The technical process of FLV-to-MPEG-TS conversion varies significantly depending on the codecs in the FLV, and FFmpeg.wasm applies the optimal strategy in each case. For FLV with H.264+AAC (the high-quality FLVs from the YouTube 2007–2015 era, generated with Flash Player 9 and later versions — the first player to support H.264 in FLV), the conversion is a near-instant stream copy: the H.264 video and AAC audio are extracted directly from the FLV container and repackaged into MPEG-TS without any re-encoding, preserving the exact original quality at disk-read speed. For FLV with Sorenson H.263 (Flash Player's first-generation video codec, a derivative of the ITU-T H.263 videoconferencing standard published in 1995, used in YouTube between 2005 and 2007 and in the vast majority of low-quality first-generation web FLVs), re-encoding to H.264 at CRF 23 is necessary. These FLVs are typically at QCIF (176×144) or CIF (352×288) resolution, making re-encoding very fast even in FFmpeg.wasm. For FLV with VP6 (On2 Technologies' video codec, acquired by Google in 2010, used in YouTube approximately between 2006 and 2009 for 360p–480p quality), re-encoding to H.264 is also required. VP6 has similar efficiency to H.264, so re-encoding produces a TS of equivalent size. FFmpeg.wasm automatically detects the FLV codec and applies stream copy or re-encoding as appropriate, maximising quality and conversion speed. For audio, FLVs with MP3 audio (common in Sorenson H.263 and VP6 era FLVs) have their audio re-encoded to AAC-LC 192 kbps; FLVs with AAC audio (H.264 era) have their audio stream-copied. FLVs using ADPCM audio (a primitive format used in early Flash Player for sound effects and short clips) are also handled, with ADPCM re-encoded to AAC-LC for full IPTV compatibility.
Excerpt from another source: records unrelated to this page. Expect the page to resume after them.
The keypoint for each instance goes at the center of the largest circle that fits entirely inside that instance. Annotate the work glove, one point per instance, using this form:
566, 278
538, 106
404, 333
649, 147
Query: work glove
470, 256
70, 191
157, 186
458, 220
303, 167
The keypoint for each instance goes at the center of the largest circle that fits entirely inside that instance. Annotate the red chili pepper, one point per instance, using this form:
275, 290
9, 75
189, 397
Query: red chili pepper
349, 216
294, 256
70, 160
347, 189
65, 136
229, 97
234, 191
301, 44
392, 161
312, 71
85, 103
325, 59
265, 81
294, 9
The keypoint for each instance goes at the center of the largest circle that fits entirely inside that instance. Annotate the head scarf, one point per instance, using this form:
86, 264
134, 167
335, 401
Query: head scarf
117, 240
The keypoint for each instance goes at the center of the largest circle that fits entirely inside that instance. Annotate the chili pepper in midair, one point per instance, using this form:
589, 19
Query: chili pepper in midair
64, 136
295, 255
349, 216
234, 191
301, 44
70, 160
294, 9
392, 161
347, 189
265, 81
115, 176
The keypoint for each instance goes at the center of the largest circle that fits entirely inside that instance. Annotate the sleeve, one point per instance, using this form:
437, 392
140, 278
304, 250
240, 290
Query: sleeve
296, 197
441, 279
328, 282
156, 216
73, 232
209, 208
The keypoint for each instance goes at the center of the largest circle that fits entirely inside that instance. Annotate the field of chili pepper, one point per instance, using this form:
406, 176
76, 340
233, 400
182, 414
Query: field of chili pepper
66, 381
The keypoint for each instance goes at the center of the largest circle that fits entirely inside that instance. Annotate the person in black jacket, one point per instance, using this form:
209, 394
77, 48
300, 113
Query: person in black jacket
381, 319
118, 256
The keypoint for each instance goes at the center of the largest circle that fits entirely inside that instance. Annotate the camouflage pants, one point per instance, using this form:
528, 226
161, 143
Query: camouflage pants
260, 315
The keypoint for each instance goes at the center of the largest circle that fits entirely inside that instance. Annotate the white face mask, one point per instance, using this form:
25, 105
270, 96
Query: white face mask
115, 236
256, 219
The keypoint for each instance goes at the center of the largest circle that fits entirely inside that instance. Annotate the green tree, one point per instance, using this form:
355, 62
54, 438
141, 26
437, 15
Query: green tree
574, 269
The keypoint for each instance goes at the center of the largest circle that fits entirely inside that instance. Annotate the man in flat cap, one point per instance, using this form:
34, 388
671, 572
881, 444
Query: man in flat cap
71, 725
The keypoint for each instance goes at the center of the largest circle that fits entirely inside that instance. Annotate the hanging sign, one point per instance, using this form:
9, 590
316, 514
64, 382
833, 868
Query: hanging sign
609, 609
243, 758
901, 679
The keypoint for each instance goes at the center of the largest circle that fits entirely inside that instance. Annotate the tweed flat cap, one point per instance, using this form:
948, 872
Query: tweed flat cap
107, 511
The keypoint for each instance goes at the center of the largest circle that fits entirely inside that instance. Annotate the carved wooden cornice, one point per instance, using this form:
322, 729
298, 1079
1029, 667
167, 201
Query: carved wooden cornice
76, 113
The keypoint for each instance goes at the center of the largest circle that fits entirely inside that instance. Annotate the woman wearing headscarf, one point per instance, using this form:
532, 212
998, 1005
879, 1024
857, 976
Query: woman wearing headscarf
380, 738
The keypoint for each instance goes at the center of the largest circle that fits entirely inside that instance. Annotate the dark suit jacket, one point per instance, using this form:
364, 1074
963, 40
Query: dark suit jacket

Convertir.ai executes FLV-to-MPEG-TS conversion entirely in the browser via FFmpeg.wasm, without uploading files to any external server and maintaining complete privacy over the content. The resulting TS uses the standard 188-byte-per-packet structure with correctly formed PAT and PMT tables, and is compatible with TVHeadend for home IPTV retransmission, Kodi with IPTV Simple for TV playback, MAG and Formuler hardware IPTV players, VLC for DLNA streaming on local networks, and professional broadcast encoders for content ingest. For digital archivists and web video preservationists working with FLV collections from the Flash era (2005–2015), this tool provides the conversion needed to modernise the archive to an open standard format — MPEG-TS, defined in ISO/IEC 13818-1 — that guarantees long-term reproducibility far superior to the proprietary FLV. For content creators with livestream recordings in FLV from now-defunct platforms (Justin.tv closed in August 2014, UStream was acquired by IBM in 2016, Mogulus closed in 2010), conversion to TS enables integrating this historically and documentarily valuable content into modern IPTV and digital preservation workflows. The conversion runs entirely in the browser via FFmpeg.wasm with no file uploads to external servers. No account is required, there are no usage limits, and the process works offline once the page has loaded. Adobe formally ended Flash Player support on 31 December 2020, making the migration of FLV archives to open standard formats like MPEG-TS both urgent and permanent — the only path to ensuring this content remains accessible across modern devices and playback infrastructure for the long term. The output TS can be validated immediately in VLC before ingest into TVHeadend or another IPTV platform.